Skip links

Being Stalked From The Past

Once again, one of Angel Rizzuto’s photos, this one from 1954, gets very close to us. This is the intersection of Whitehall and Stone Street looking east. (For once, the logic of the street grid and the actual cardinal points align exactly.)

https://hdl.loc.gov/loc.pnp/ppmsca.69854

Almost every building in this view has been demolished and replaced in the last 70 years, with two exceptions on each side of the street. The low-rise building at the end of the block on the left, which was originally a cigar store, is still there and is now a bar. The building immediately next to it on the left is also still there. The building on the right with the big BAR sign is still there and is still a bar. And the tall building on the end of the block on the right, just to the right of the shepherd’s crook lamppost, is still there and that’s where our office is.
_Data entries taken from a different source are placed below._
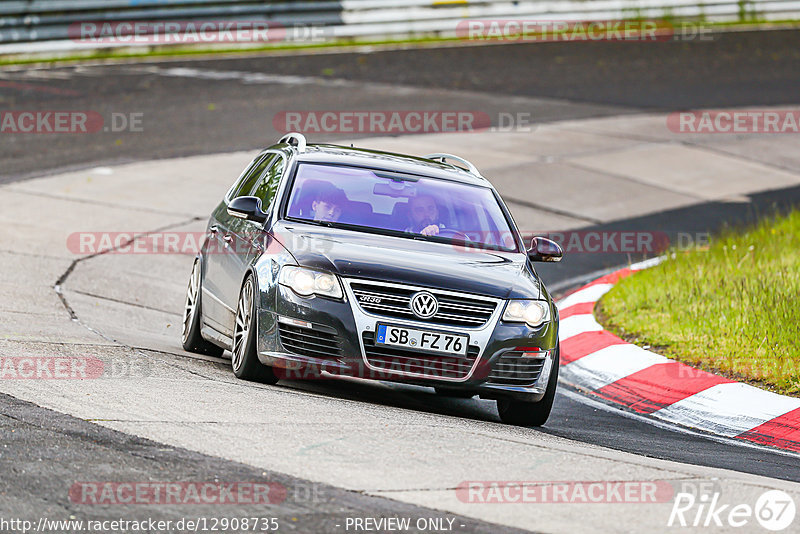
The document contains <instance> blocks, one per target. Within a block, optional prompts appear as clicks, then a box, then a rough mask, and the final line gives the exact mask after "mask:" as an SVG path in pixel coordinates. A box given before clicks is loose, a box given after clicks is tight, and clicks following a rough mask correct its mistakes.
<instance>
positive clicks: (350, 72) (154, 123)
mask: <svg viewBox="0 0 800 534" xmlns="http://www.w3.org/2000/svg"><path fill="white" fill-rule="evenodd" d="M162 66H163V65H162ZM170 66H171V67H176V66H185V67H189V68H193V69H208V70H214V71H237V72H256V73H270V74H296V75H302V76H321V77H325V76H330V77H334V78H341V79H349V80H353V81H356V82H359V81H365V80H366V81H370V82H385V83H389V84H393V83H397V84H403V85H410V86H417V87H420V88H424V89H426V90H429V91H430V92H429V93H427V96H426V100H425V102H424V107H426V108H430V109H438V108H444V109H459V108H461V109H463V108H464V107H465V106H486V107H479V108H478V109H483V110H485V111H487V112H494V111H500V110H501V111H516V110H520V111H528V112H532V113H533V115H534V117H536V118H537V120H538V121H540V122H546V121H554V120H562V119H567V118H581V117H590V116H602V115H611V114H619V113H636V112H638V111H641V110H649V111H652V110H672V109H681V108H696V107H724V106H741V105H776V104H789V103H792V104H797V103H798V102H800V91H798V89H800V32H797V31H781V32H771V33H743V34H733V33H731V34H724V35H721V36H718V37H717V39H716V40H715V41H713V42H692V43H654V44H626V43H596V44H594V45H587V44H583V43H577V44H545V45H501V46H498V45H493V46H488V47H485V48H475V47H464V48H444V49H433V50H406V51H394V52H388V51H387V52H376V53H371V54H361V53H348V54H320V55H310V56H285V57H249V58H245V59H213V60H202V61H183V60H182V61H178V62H176V63H173V64H171V65H170ZM53 72H64V73H65V74H64V78H63V79H61V78H49V79H35V78H31V77H29V76H26V75H22V74H21V73H9V72H7V71H0V82H4V81H5V82H10V83H12V84H17V85H12V86H9V85H8V84H6V85H3V84H2V83H0V111H6V110H30V109H40V110H48V109H75V110H81V109H92V110H98V111H100V112H102V113H103V114H104V115H106V114H108V113H111V112H124V113H135V112H136V113H138V112H142V113H144V114H145V122H144V126H145V132H143V133H120V134H111V133H98V134H93V135H89V136H86V135H64V136H40V135H39V136H37V135H8V134H2V135H1V136H0V162H2V163H1V164H0V182H4V181H5V182H7V181H12V180H18V179H24V178H25V177H26V176H33V175H37V174H42V173H46V172H50V171H54V170H56V169H62V168H64V167H71V166H77V167H86V166H97V165H101V164H106V163H114V162H122V161H130V160H145V159H156V158H166V157H175V156H181V155H189V154H198V153H209V152H225V151H231V150H241V149H255V148H258V147H261V146H262V145H264V144H266V143H267V141H268V140H270V139H272V138H274V137H275V135H276V132H275V130H274V129H273V127H272V124H271V121H272V117H273V116H274V114H275V113H277V112H279V111H282V110H286V109H298V108H300V109H302V108H303V107H304V106H310V107H313V108H314V109H386V107H387V106H391V107H392V109H396V108H400V109H403V108H407V107H410V106H414V105H416V106H420V104H419V102H418V98H419V96H418V95H414V94H412V95H408V96H400V97H397V98H396V99H394V100H393V101H392V102H391V103H387V100H386V95H387V94H389V93H382V92H381V91H376V90H374V89H369V88H362V87H360V86H358V85H356V86H353V87H348V88H336V87H320V86H317V85H311V84H309V85H301V86H298V87H292V86H285V85H269V84H262V85H259V84H254V85H248V84H243V83H242V82H241V81H240V80H216V81H213V82H209V81H207V80H199V79H196V78H181V77H164V76H159V75H153V74H146V73H141V72H138V73H132V72H131V70H130V68H129V67H126V66H106V67H101V68H98V73H95V74H92V75H86V74H84V73H76V72H75V69H74V68H72V67H67V68H57V69H53ZM20 87H23V88H22V89H20ZM445 89H446V90H455V91H463V90H467V91H476V92H481V93H486V94H488V95H490V96H491V97H490V98H489V99H488V100H487V99H484V98H483V97H481V96H480V95H478V96H476V95H472V94H464V96H463V97H462V98H463V100H461V101H457V102H454V99H453V94H452V93H442V92H438V93H437V91H440V90H445ZM53 90H55V91H56V92H55V93H54V92H53ZM515 95H516V96H522V97H526V98H529V99H531V100H526V101H517V100H512V99H511V97H512V96H515ZM541 98H545V99H546V98H559V99H568V100H572V101H573V103H572V104H564V103H552V102H550V101H548V100H534V99H541ZM491 100H493V101H495V103H494V104H486V102H487V101H491ZM309 103H313V105H311V104H309ZM211 104H213V106H210V105H211ZM211 107H213V110H212V109H210V108H211ZM468 109H475V107H472V108H468ZM336 137H341V136H340V135H338V136H336ZM776 203H777V204H778V205H779V206H781V207H789V206H791V205H797V204H800V190H798V189H797V188H795V189H792V190H789V191H785V192H778V193H771V194H764V195H759V196H757V197H755V198H754V202H753V206H754V208H756V209H754V210H753V211H750V212H748V211H743V210H742V207H741V204H722V203H713V204H707V205H701V206H696V207H692V208H687V209H684V210H678V211H674V212H665V213H660V214H656V215H652V216H648V217H642V218H637V219H633V220H627V221H622V222H617V223H614V224H612V225H605V226H603V228H613V227H615V226H618V227H620V228H625V229H628V230H631V229H636V228H642V229H646V230H663V231H666V232H668V233H669V232H670V231H671V230H677V229H678V228H680V230H682V231H706V230H717V229H719V228H721V227H722V226H723V225H725V224H732V223H741V222H745V221H747V220H752V219H753V218H755V217H757V216H760V215H763V213H764V212H766V211H769V210H770V209H772V208H773V206H775V205H776ZM678 225H679V226H678ZM627 259H628V258H627V257H624V258H622V257H613V256H602V255H584V257H577V256H576V257H575V258H574V259H572V258H570V259H567V260H565V262H564V264H563V265H562V266H560V268H559V269H558V270H554V269H552V268H550V269H542V274H543V276H544V277H545V279H546V280H547V281H548V282H550V283H557V282H559V281H562V280H565V279H567V278H571V277H574V276H581V275H585V274H587V273H590V272H592V271H594V270H597V269H601V268H605V267H611V266H614V265H618V264H620V263H622V262H624V261H627ZM299 387H302V386H299ZM314 387H315V388H316V387H321V386H314ZM322 389H323V390H327V391H328V393H329V394H331V395H340V396H344V397H347V396H355V398H360V399H364V398H367V399H371V400H372V401H373V402H376V403H389V404H393V405H398V406H403V407H407V408H409V409H420V410H427V411H435V412H440V413H446V414H449V415H455V416H463V417H472V418H476V419H490V420H495V419H494V418H495V417H496V416H495V415H494V414H493V413H491V414H490V413H488V412H487V411H481V410H478V409H477V408H475V407H473V406H472V405H470V404H469V403H468V402H467V401H454V400H448V399H439V400H434V401H433V402H428V400H427V397H428V395H426V394H424V393H420V394H419V395H425V398H426V401H425V402H420V401H419V400H418V399H417V400H415V398H414V396H413V395H405V394H403V395H390V396H389V398H385V397H382V395H385V389H384V388H381V387H379V386H377V385H376V386H374V387H373V386H365V387H363V388H360V389H359V390H358V391H356V392H349V393H348V392H342V391H338V390H337V387H336V386H325V387H322ZM0 414H2V415H0V433H1V434H2V440H3V444H4V445H7V447H4V448H3V449H0V468H1V469H2V471H3V473H5V474H4V476H0V500H2V501H4V502H6V503H12V505H13V508H9V509H13V511H14V515H16V516H19V517H23V516H28V517H39V516H42V515H47V513H49V512H48V511H50V510H52V512H53V514H54V515H58V514H63V513H66V512H68V511H70V510H72V511H74V510H75V507H73V506H71V505H69V504H65V503H68V500H67V499H66V495H67V493H66V491H67V489H68V486H69V484H70V483H71V481H74V480H76V477H78V478H81V479H86V480H129V479H131V477H132V476H133V475H135V477H134V478H138V479H141V480H165V479H168V480H214V479H219V480H240V479H245V480H253V479H255V480H262V479H263V478H265V477H266V478H268V479H270V480H277V481H284V483H285V484H286V485H287V486H289V487H292V486H293V485H301V484H303V481H298V480H296V479H292V478H291V477H286V476H283V475H273V474H268V475H263V474H262V473H261V471H260V470H258V472H255V470H253V469H252V468H250V467H247V466H243V465H240V464H235V463H232V462H226V461H223V460H219V459H216V458H209V457H205V456H202V455H199V454H196V453H190V452H187V451H179V450H169V449H168V450H165V449H164V448H160V447H159V446H158V445H157V444H153V443H151V442H146V441H145V440H140V439H138V438H132V437H129V436H125V435H122V434H119V433H115V432H112V431H110V430H106V429H103V428H101V427H98V426H96V425H92V424H90V423H86V422H83V421H79V420H77V419H74V418H70V417H67V416H63V415H60V414H54V413H52V412H49V411H47V410H45V409H43V408H38V407H36V406H33V405H30V404H27V403H24V402H22V401H18V400H15V399H12V398H10V397H5V396H2V395H0ZM12 431H13V432H12ZM544 431H545V432H549V433H552V434H556V435H559V436H564V437H567V438H570V439H574V440H578V441H584V442H587V443H593V444H597V445H602V446H607V447H611V448H614V449H619V450H624V451H629V452H634V453H637V454H644V455H647V456H654V457H659V458H665V459H671V460H676V461H680V462H686V463H691V464H701V465H708V466H713V467H723V468H727V469H733V470H737V471H742V472H748V473H755V474H760V475H765V476H769V477H774V478H781V479H787V480H794V481H800V467H799V466H798V462H797V460H796V459H795V458H787V457H783V456H779V455H777V454H774V453H771V452H769V451H766V450H754V449H750V448H744V447H738V446H735V445H728V444H721V443H718V442H715V441H712V440H710V439H705V438H702V437H697V436H690V435H686V434H682V433H677V432H671V431H666V430H663V429H660V428H657V427H654V426H651V425H648V424H645V423H642V422H640V421H637V420H633V419H629V418H626V417H622V416H620V415H618V414H616V413H613V412H607V411H598V410H596V409H595V408H593V407H591V406H588V405H585V404H582V403H578V402H576V401H574V400H573V399H571V398H568V397H566V396H564V395H561V396H559V397H558V398H557V400H556V404H555V408H554V413H553V416H552V418H551V420H550V421H549V423H548V425H547V427H546V428H545V429H544ZM323 493H324V495H326V498H325V499H323V501H322V502H321V503H315V504H314V506H313V507H310V506H308V504H307V503H303V502H287V503H286V505H285V506H284V507H282V508H280V509H276V510H275V511H274V513H275V514H277V515H278V516H279V517H283V518H288V519H287V520H285V521H282V524H281V527H282V528H284V527H283V526H284V525H287V527H286V528H287V529H289V528H291V526H292V525H291V523H292V522H291V517H290V516H292V514H299V515H295V517H301V518H302V525H303V529H301V531H314V530H316V531H331V530H332V529H331V528H330V525H329V521H330V519H329V516H336V517H342V516H343V515H347V514H348V513H350V512H353V515H359V516H365V515H376V516H377V515H381V514H384V515H387V514H389V515H410V516H413V517H419V516H425V515H431V516H435V515H443V514H438V513H436V512H434V511H427V510H424V509H419V508H416V507H411V506H407V505H403V504H400V503H395V502H393V501H387V500H383V499H377V498H372V497H367V496H363V495H360V494H354V493H352V492H346V491H344V490H337V489H335V488H327V487H326V488H324V492H323ZM187 510H188V509H187V508H185V507H184V508H181V509H178V510H172V509H169V508H164V507H160V508H159V509H158V510H155V511H154V510H152V509H150V510H147V509H144V508H143V509H141V510H137V511H136V513H137V514H140V515H141V516H143V517H146V516H148V515H158V516H160V517H161V516H163V517H173V516H174V517H183V516H186V515H200V516H202V515H204V513H203V512H204V511H199V513H198V511H197V510H191V511H187ZM79 511H80V516H81V517H86V518H88V517H94V515H92V514H95V515H98V516H104V517H114V516H115V515H119V511H118V510H113V509H105V510H101V509H91V507H90V508H89V509H88V510H85V509H83V508H81V509H80V510H79ZM148 512H149V513H148ZM260 512H261V514H262V515H263V514H267V513H271V511H269V510H261V511H260ZM210 513H211V512H209V513H207V514H205V515H209V514H210ZM170 514H172V515H170ZM217 515H219V514H217ZM229 515H244V514H238V513H237V512H236V511H234V512H232V513H231V514H229ZM126 516H128V517H131V514H130V512H126ZM450 517H452V516H450ZM131 518H132V517H131ZM467 524H468V526H469V528H468V529H467V530H468V531H478V532H481V531H487V532H489V531H492V532H493V531H499V528H498V527H494V526H486V525H485V524H478V523H476V522H474V521H471V520H470V522H469V523H467ZM309 525H310V527H309Z"/></svg>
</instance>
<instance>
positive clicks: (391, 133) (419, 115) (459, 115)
mask: <svg viewBox="0 0 800 534" xmlns="http://www.w3.org/2000/svg"><path fill="white" fill-rule="evenodd" d="M272 125H273V127H274V128H275V129H276V130H277V131H279V132H302V133H304V134H325V133H347V134H352V133H371V134H405V133H408V134H416V133H448V132H449V133H455V132H476V131H485V130H488V129H489V128H491V127H492V118H491V117H490V116H489V114H488V113H484V112H482V111H430V110H418V111H401V110H379V111H334V110H328V111H283V112H281V113H278V114H277V115H275V117H274V118H273V120H272Z"/></svg>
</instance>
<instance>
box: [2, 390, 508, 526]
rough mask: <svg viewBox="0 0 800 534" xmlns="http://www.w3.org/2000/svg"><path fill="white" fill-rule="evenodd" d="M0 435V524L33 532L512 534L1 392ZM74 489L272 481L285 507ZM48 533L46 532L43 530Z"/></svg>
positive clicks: (261, 483) (235, 482)
mask: <svg viewBox="0 0 800 534" xmlns="http://www.w3.org/2000/svg"><path fill="white" fill-rule="evenodd" d="M0 437H2V444H3V446H2V449H1V450H0V470H2V476H0V503H2V504H1V505H0V518H2V519H5V520H10V519H12V518H14V519H23V520H30V521H33V524H34V526H35V525H36V524H37V522H38V521H39V518H42V517H44V518H47V519H50V520H54V521H55V520H66V519H68V518H70V517H76V518H77V519H78V520H84V521H90V520H114V519H120V518H124V519H125V520H127V521H143V520H147V519H148V518H154V519H157V520H163V521H167V520H171V521H173V523H175V522H177V521H179V520H180V519H182V518H186V519H190V520H196V519H197V518H214V517H216V518H222V517H225V518H244V517H259V518H273V517H274V518H276V519H277V520H278V524H279V531H281V532H283V531H291V532H303V533H306V532H346V530H345V520H346V518H347V517H375V518H378V517H410V518H412V524H413V521H415V520H416V519H417V518H420V517H425V518H427V517H430V518H445V517H446V518H450V519H454V522H453V530H454V532H483V533H486V534H492V533H494V532H522V531H519V530H517V529H512V528H508V527H503V526H500V525H494V524H491V523H486V522H482V521H476V520H474V519H470V518H465V517H459V516H457V515H455V514H447V513H443V512H439V511H436V510H431V509H425V508H420V507H418V506H412V505H408V504H403V503H401V502H398V501H394V500H390V499H383V498H380V497H371V496H368V495H364V494H362V493H359V492H355V491H347V490H343V489H339V488H334V487H332V486H328V485H326V484H318V483H312V482H308V481H305V480H301V479H297V478H294V477H290V476H287V475H282V474H279V473H269V472H264V471H262V470H261V469H256V468H254V467H250V466H246V465H242V464H238V463H235V462H229V461H224V460H220V459H219V458H212V457H209V456H205V455H202V454H199V453H196V452H191V451H187V450H184V449H178V448H172V447H166V446H164V445H160V444H158V443H154V442H152V441H149V440H146V439H142V438H137V437H134V436H129V435H126V434H122V433H120V432H115V431H113V430H109V429H107V428H104V427H101V426H98V425H94V424H91V423H88V422H85V421H82V420H80V419H76V418H73V417H69V416H66V415H62V414H59V413H56V412H52V411H50V410H47V409H44V408H40V407H38V406H36V405H34V404H31V403H28V402H24V401H21V400H18V399H15V398H13V397H9V396H8V395H3V394H0ZM76 482H80V483H87V482H88V483H91V482H99V483H103V482H129V483H137V482H189V483H198V484H202V483H206V482H215V483H223V484H224V483H237V482H244V483H249V482H254V483H261V484H266V483H270V484H275V483H277V484H280V485H281V486H282V487H283V488H285V492H286V493H285V497H286V499H285V500H284V501H283V502H280V503H276V504H259V505H253V504H223V505H219V504H202V505H198V504H191V501H188V502H189V503H190V504H178V505H174V504H171V505H166V504H140V505H136V506H124V505H118V504H112V505H108V504H103V505H96V504H92V502H91V500H89V503H88V504H87V503H83V502H80V500H81V499H80V491H78V492H73V493H70V489H71V487H72V485H73V484H74V483H76ZM98 493H99V492H98ZM123 498H125V497H124V495H123ZM76 500H77V501H78V502H75V501H76ZM337 525H338V526H337ZM462 525H463V526H462ZM0 531H2V532H7V530H0ZM49 531H52V532H56V530H55V529H53V530H49V529H48V530H45V531H44V532H49ZM59 531H60V532H63V531H65V530H59ZM70 531H78V529H71V530H70ZM111 531H112V530H108V532H111ZM169 531H170V532H172V531H177V530H176V529H174V528H173V529H170V530H169ZM235 531H237V532H238V531H239V530H238V529H237V530H235ZM20 532H21V530H20ZM158 532H166V530H158ZM259 532H261V530H259ZM409 532H418V530H417V529H415V528H412V529H411V530H409Z"/></svg>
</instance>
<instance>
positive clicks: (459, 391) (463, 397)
mask: <svg viewBox="0 0 800 534" xmlns="http://www.w3.org/2000/svg"><path fill="white" fill-rule="evenodd" d="M433 389H435V390H436V394H437V395H439V396H440V397H452V398H454V399H471V398H472V397H474V396H475V392H474V391H466V390H461V389H449V388H440V387H435V388H433Z"/></svg>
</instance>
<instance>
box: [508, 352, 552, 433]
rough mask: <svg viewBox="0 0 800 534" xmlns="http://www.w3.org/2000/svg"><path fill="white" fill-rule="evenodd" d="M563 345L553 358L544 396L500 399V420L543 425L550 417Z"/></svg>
mask: <svg viewBox="0 0 800 534" xmlns="http://www.w3.org/2000/svg"><path fill="white" fill-rule="evenodd" d="M560 352H561V346H560V345H559V347H558V348H557V350H556V357H555V359H554V360H553V369H552V371H550V380H549V381H548V382H547V389H546V390H545V392H544V397H542V400H540V401H538V402H527V401H519V400H515V399H498V400H497V413H498V414H499V415H500V420H501V421H502V422H504V423H505V424H507V425H517V426H542V425H544V424H545V423H546V422H547V419H548V418H549V417H550V411H551V410H552V409H553V400H554V399H555V397H556V386H557V385H558V367H559V360H560V358H559V354H560Z"/></svg>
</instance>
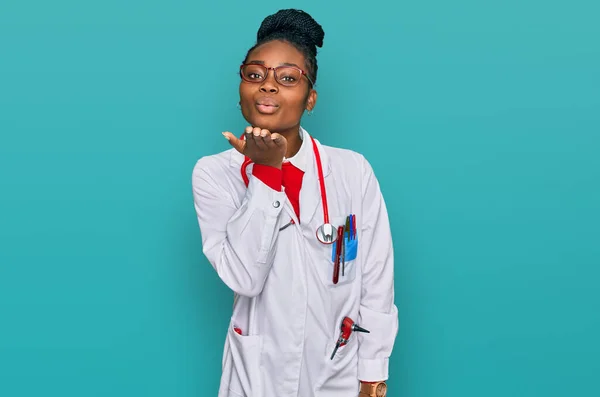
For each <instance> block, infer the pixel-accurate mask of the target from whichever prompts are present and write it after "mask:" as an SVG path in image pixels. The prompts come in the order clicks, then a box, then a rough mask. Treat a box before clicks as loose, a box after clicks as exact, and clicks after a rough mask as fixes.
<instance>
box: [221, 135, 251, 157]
mask: <svg viewBox="0 0 600 397" xmlns="http://www.w3.org/2000/svg"><path fill="white" fill-rule="evenodd" d="M223 136H224V137H225V139H227V140H228V141H229V144H230V145H231V146H233V148H234V149H235V150H237V151H238V152H240V153H241V154H244V149H245V148H246V141H243V140H241V139H238V138H237V137H236V136H235V135H233V134H232V133H231V132H229V131H225V132H223Z"/></svg>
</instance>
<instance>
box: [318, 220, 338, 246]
mask: <svg viewBox="0 0 600 397" xmlns="http://www.w3.org/2000/svg"><path fill="white" fill-rule="evenodd" d="M336 239H337V228H336V227H335V226H333V225H332V224H331V223H325V224H324V225H321V226H320V227H319V228H318V229H317V240H319V241H320V242H321V243H323V244H333V243H334V242H335V240H336Z"/></svg>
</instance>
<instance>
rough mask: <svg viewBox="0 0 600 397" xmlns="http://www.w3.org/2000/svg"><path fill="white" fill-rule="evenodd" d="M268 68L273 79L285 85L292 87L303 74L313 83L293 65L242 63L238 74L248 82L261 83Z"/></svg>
mask: <svg viewBox="0 0 600 397" xmlns="http://www.w3.org/2000/svg"><path fill="white" fill-rule="evenodd" d="M269 70H273V73H274V74H275V81H277V83H279V84H281V85H283V86H286V87H293V86H295V85H297V84H298V83H299V82H300V80H301V79H302V76H305V77H306V78H307V79H308V81H309V82H310V84H311V86H312V85H314V83H313V81H312V80H311V79H310V77H308V75H307V74H306V72H305V71H304V70H302V69H300V68H297V67H295V66H277V67H276V68H268V67H266V66H265V65H260V64H256V63H244V64H242V66H240V76H241V77H242V79H243V80H244V81H247V82H249V83H261V82H263V81H265V80H266V78H267V75H268V74H269Z"/></svg>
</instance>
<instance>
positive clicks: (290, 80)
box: [281, 75, 296, 83]
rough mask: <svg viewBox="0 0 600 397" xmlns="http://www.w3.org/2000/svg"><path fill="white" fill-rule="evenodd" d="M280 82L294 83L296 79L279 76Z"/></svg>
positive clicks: (293, 76)
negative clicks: (293, 82)
mask: <svg viewBox="0 0 600 397" xmlns="http://www.w3.org/2000/svg"><path fill="white" fill-rule="evenodd" d="M281 80H283V81H285V82H287V83H293V82H294V81H296V79H295V78H294V76H289V75H288V76H281Z"/></svg>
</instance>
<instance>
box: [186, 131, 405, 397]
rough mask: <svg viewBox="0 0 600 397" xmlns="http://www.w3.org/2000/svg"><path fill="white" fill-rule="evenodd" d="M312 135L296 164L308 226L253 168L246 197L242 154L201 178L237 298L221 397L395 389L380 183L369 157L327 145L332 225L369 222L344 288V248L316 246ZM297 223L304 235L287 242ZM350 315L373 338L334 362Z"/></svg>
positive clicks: (344, 280)
mask: <svg viewBox="0 0 600 397" xmlns="http://www.w3.org/2000/svg"><path fill="white" fill-rule="evenodd" d="M300 133H301V137H302V138H303V141H302V146H301V148H300V151H299V152H298V154H297V155H296V156H294V159H292V160H291V161H292V163H294V165H297V166H298V167H299V168H301V169H303V170H304V171H305V175H304V178H303V181H302V188H301V191H300V219H297V217H296V215H295V213H294V210H293V208H292V206H291V204H290V203H289V201H288V199H287V197H286V194H285V192H284V191H281V192H278V191H275V190H273V189H271V188H270V187H268V186H267V185H265V184H264V183H263V182H262V181H261V180H259V179H258V178H256V177H254V176H253V175H252V165H251V166H249V167H248V169H247V175H248V177H249V180H250V182H249V185H248V187H246V185H245V184H244V181H243V179H242V177H241V172H240V168H241V165H242V162H243V160H244V157H243V155H241V154H239V153H238V152H237V151H235V150H234V149H230V150H227V151H225V152H222V153H219V154H216V155H211V156H206V157H203V158H201V159H200V160H198V162H197V163H196V165H195V167H194V170H193V176H192V185H193V195H194V205H195V209H196V213H197V216H198V222H199V226H200V231H201V236H202V244H203V252H204V254H205V255H206V257H207V258H208V260H209V261H210V263H211V264H212V266H213V267H214V268H215V270H216V271H217V274H218V275H219V277H220V278H221V280H223V282H224V283H225V284H226V285H227V286H228V287H229V288H230V289H231V290H232V291H233V292H234V307H233V313H232V316H231V322H230V324H229V327H228V330H227V334H226V339H225V348H224V352H223V362H222V377H221V383H220V389H219V394H218V395H219V397H240V396H243V397H310V396H327V397H352V396H356V395H357V394H358V389H359V380H363V381H379V380H386V379H388V361H389V357H390V355H391V352H392V348H393V345H394V340H395V338H396V335H397V332H398V311H397V308H396V306H395V305H394V281H393V280H394V259H393V249H392V238H391V232H390V225H389V221H388V213H387V209H386V206H385V203H384V200H383V197H382V195H381V192H380V188H379V184H378V181H377V179H376V177H375V175H374V174H373V170H372V168H371V166H370V165H369V163H368V162H367V161H366V159H365V158H364V157H363V156H362V155H360V154H358V153H356V152H353V151H350V150H345V149H339V148H334V147H329V146H325V145H322V144H321V143H319V142H318V141H317V146H318V150H319V153H320V156H321V162H322V166H323V173H324V179H325V186H326V194H327V203H328V207H329V217H330V223H332V224H334V226H336V227H337V226H339V225H343V224H344V223H345V219H346V216H348V215H349V214H355V215H356V223H357V239H358V251H357V256H356V259H354V260H352V261H346V264H345V271H344V275H343V276H342V274H341V271H340V275H339V281H338V283H337V284H334V283H333V282H332V276H333V262H332V245H325V244H322V243H320V242H319V241H318V240H317V238H316V230H317V228H318V227H319V226H321V225H322V224H323V207H322V204H321V202H322V200H321V192H320V187H319V179H318V172H317V167H316V162H315V156H314V152H313V148H312V142H311V140H310V136H309V135H308V133H307V132H306V131H305V130H304V129H302V128H301V129H300ZM294 160H295V162H294ZM282 190H283V189H282ZM290 219H294V221H295V224H292V225H290V226H289V227H287V228H285V229H283V230H281V231H280V230H279V229H280V228H281V227H283V226H284V225H286V224H288V223H289V222H290ZM345 316H348V317H350V318H352V319H353V320H354V321H355V322H356V324H358V325H360V326H361V327H363V328H366V329H367V330H369V331H370V333H358V332H353V333H352V335H351V337H350V340H349V342H348V343H347V344H346V345H345V346H342V347H340V348H339V350H338V351H337V353H336V355H335V357H334V358H333V360H331V359H330V356H331V353H332V352H333V349H334V347H335V344H336V341H337V339H338V337H339V334H340V325H341V322H342V319H343V318H344V317H345ZM236 327H237V328H240V329H241V330H242V335H239V334H238V333H236V332H235V331H234V328H236Z"/></svg>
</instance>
The very ornate building in the left foreground, on the corner, is the 1884 New York Produce Exchange, a building that is not widely known today but was one of the great proto-skyscrapers that George Post designed before he got around to designing real skyscrapers. The stair down is the entrance to the Whitehall Street station on the BMT subway (now the W and R lines), which is still there but altered a bit. The newsstand at the entrance was replaced by a modernized version about ten years ago, but closed during Covid and has been removed.

Not only have most of the buildings been replaced, but the next block of Stone Street, past Broad Street in the distance, was demapped when the current 85 Broad Street was built in the early 1980s.